The word "variable" is a vague term in the field of statistics. Too vague to be regarded as synonymous with any of the other terms you listed. You're more likely to see that used as an adjective rather than a noun. As for the other terms, they all refer to the same thing. Namely, the data which is usually denoted by X. They can all be used in just about any regression context (ANOVA included).
It's also worth noting that the usage frequency of these terms often depends on the context. "Independent variable" and "explanatory variable" are used to emphasize different aspects of X - often in introductory settings. X is certainly intended to explain Y. However, if X is helpful in prediction, it will not be independent of Y. Instead, the practitioner typically would hope that X and Y "covary." That's why X is often referred to as a covariate. So, why then is X called an independent variable? In many problems, X can be chosen (or sampled, or collected) according to any means. X might be chosen through stratified sampling or perhaps just data collector's whim. In either case, we can expect (in some sense) to make the same inference regarding the prediction of Y.

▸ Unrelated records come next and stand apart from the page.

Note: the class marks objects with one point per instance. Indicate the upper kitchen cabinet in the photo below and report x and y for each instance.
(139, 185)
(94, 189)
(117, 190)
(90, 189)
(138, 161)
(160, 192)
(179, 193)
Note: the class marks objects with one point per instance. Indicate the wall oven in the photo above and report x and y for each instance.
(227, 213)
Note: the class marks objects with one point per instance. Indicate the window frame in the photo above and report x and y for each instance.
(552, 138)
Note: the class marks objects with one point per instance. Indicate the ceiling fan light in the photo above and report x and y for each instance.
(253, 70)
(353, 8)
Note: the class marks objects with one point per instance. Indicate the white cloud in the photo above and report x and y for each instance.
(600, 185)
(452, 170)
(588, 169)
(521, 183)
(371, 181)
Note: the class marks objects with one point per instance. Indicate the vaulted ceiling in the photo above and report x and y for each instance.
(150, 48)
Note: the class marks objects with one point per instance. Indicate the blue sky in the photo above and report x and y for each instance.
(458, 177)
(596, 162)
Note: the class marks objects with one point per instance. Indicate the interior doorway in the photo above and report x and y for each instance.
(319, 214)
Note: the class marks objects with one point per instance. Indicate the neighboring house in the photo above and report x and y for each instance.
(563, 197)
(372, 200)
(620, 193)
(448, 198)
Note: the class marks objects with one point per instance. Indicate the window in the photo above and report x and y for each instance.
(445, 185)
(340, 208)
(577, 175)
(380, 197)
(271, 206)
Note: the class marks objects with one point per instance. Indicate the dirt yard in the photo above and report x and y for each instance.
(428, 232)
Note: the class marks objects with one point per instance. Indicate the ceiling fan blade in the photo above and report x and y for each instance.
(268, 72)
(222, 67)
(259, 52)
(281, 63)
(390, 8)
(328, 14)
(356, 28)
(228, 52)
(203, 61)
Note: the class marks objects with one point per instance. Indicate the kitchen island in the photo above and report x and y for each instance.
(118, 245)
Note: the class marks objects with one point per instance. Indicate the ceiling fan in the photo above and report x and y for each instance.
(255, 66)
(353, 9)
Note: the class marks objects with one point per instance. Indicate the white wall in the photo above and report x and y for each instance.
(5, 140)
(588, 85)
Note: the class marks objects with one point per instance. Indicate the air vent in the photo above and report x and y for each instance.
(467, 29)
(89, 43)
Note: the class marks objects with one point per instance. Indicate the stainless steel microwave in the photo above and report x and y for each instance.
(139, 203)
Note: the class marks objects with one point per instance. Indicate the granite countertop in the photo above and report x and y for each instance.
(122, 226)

Predictor and covariate are better and more general-purpose terms to refer to X. They're also shorter and equally descriptive. "Regressor" is another good synonym. And "feature" is yet another term which is typically used in Machine Learning contexts but means the exact same thing. Lastly, "factors" or "factor-variables" are specific types of predictors which are often used in ANOVA models. The specification for factors is that they must take on one of a set number of "levels" or categories.